[est31]

Yeah this is because the error message printed contains the location of the error as well as the attempted index. Thus, there are differences between the bounds failures and the optimizer can't hoist the check out (plus probably some concerns due to side effects of opaque functions).

[mastax]

I wonder if there could be a flag to tell the compiler that you don't care about getting the exact distinct panic message for each bounds check, please optimize it. I suppose the assert is a flag, in a way, but I mean something more global and automatic. Maybe the compiler could emit a single shared basic block per function that just says "out of bounds access in function foo".

We've learned to accept that when you turn on optimizations, you lose some lines and variables from your debug info. This is a pretty similar trade-off.

[Arnavion]

You can use a custom `#[panic_handler]` item that ignores its `PanicInfo` arg and just aborts. The optimizer should notice that it doesn't need to bother with unique messages. However currently this requires either being a no_std program or compiling libstd without its handler, since otherwise its handler will conflict with yours.

Although, if one is building their own libstd anyway, then I believe compiling with `--build-std-features panic_immediate_abort` should also have the same effect.

[kibwen]

Hm? The existence of panic messages doesn't preclude the optimizer from hoisting a bounds check out of the loop.

[est31]

Actually that made me think... you might be right. I just saw this opinion in earlier threads and repeated it but upon second inspection I either remembered it wrongly, or it is a wrong theory.

I think the issue is more the side effects than the panic message. I have tried making a side effect free loop like for i in 0..44 { v[i]; } but it compiled down to a "if array length is larger than limit X, then call panic_bounds_check". On the other hand, if you replace the v[i] with soon-stable black_box(v[i]), you see that the loop remains. It doesn't know what black_box is doing so it has to run the code. The optimizer is in this case very happy if you have a check before the loop.

https://rust.godbolt.org/z/5x46edeTb

[Someone]

But Rust doesn’t have a spec (https://doc.rust-lang.org/reference/ gets closest, but explicitly states “Rust compilers, including rustc, will perform optimizations. The reference does not specify what optimizations are allowed or disallowed” and “this book is not normative”), so it doesn’t promise what kind of error you’ll get or when.

I would think a Rust compiler could hoist the check outside of the loop at least sometimes (it might not want to do it if the loop made changes that are visible from outside the loop, such as changing a volatile variable or doing I/O)

[tialaramex]

Rust doesn't have "volatile variables" that's a weird C thing which then ends up in C++ and related languages because nobody wants to touch this mess.
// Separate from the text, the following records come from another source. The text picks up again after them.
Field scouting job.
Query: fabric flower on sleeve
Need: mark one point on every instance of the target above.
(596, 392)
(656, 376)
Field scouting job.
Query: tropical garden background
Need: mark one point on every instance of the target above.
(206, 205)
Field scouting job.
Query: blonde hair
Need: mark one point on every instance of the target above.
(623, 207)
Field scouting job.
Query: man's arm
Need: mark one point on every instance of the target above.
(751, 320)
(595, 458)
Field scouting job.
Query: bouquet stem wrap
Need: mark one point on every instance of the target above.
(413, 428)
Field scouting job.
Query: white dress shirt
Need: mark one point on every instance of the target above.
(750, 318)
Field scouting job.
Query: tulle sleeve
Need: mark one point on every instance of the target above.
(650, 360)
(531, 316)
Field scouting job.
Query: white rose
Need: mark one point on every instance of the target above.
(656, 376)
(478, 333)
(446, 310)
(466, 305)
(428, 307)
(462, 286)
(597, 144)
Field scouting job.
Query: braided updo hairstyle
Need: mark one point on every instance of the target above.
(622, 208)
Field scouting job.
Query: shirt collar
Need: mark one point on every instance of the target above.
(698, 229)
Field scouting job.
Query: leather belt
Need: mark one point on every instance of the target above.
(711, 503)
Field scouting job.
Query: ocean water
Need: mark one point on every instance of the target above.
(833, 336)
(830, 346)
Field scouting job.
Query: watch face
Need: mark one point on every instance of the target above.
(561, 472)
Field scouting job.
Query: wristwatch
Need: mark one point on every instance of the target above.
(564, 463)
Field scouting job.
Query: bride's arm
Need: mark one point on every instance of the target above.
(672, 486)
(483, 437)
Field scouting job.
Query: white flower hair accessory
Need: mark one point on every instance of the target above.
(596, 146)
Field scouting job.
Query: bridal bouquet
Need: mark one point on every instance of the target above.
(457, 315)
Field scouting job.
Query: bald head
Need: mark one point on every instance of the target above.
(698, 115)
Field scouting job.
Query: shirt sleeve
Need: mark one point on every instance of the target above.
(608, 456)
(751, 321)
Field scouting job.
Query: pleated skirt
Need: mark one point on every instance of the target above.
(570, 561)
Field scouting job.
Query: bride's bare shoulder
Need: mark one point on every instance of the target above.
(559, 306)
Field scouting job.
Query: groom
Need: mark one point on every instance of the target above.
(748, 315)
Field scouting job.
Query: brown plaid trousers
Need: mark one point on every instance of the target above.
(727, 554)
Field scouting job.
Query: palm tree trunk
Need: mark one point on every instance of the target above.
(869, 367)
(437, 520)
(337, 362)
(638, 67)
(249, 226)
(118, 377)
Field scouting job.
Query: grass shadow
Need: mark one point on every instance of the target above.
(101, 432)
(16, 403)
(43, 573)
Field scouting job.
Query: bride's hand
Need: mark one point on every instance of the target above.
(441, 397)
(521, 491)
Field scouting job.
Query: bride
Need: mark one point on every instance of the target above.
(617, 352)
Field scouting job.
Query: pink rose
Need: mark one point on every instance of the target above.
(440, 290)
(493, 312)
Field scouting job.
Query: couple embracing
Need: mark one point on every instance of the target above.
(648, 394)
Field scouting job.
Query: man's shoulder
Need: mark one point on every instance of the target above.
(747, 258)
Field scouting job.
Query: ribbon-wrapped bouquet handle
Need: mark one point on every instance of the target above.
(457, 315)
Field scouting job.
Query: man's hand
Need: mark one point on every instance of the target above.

The purpose of "volatile" is to mark MMIO so that the memory reads and writes don't get optimised out because they actually perform I/O. Everywhere you see volatile abused to do something else (yes including Unix signal handlers) that's because C has a hammer and so now everything looks like a nail to C programmers. In a few cases this abuse is guaranteed to work (and results in a lot of heavy lifting elsewhere to achieve that) in most cases it's just luck.

Rust has generic intrinsics which perform memory read/write that won't get optimised out, which is the actual thing C needed when volatile was invented.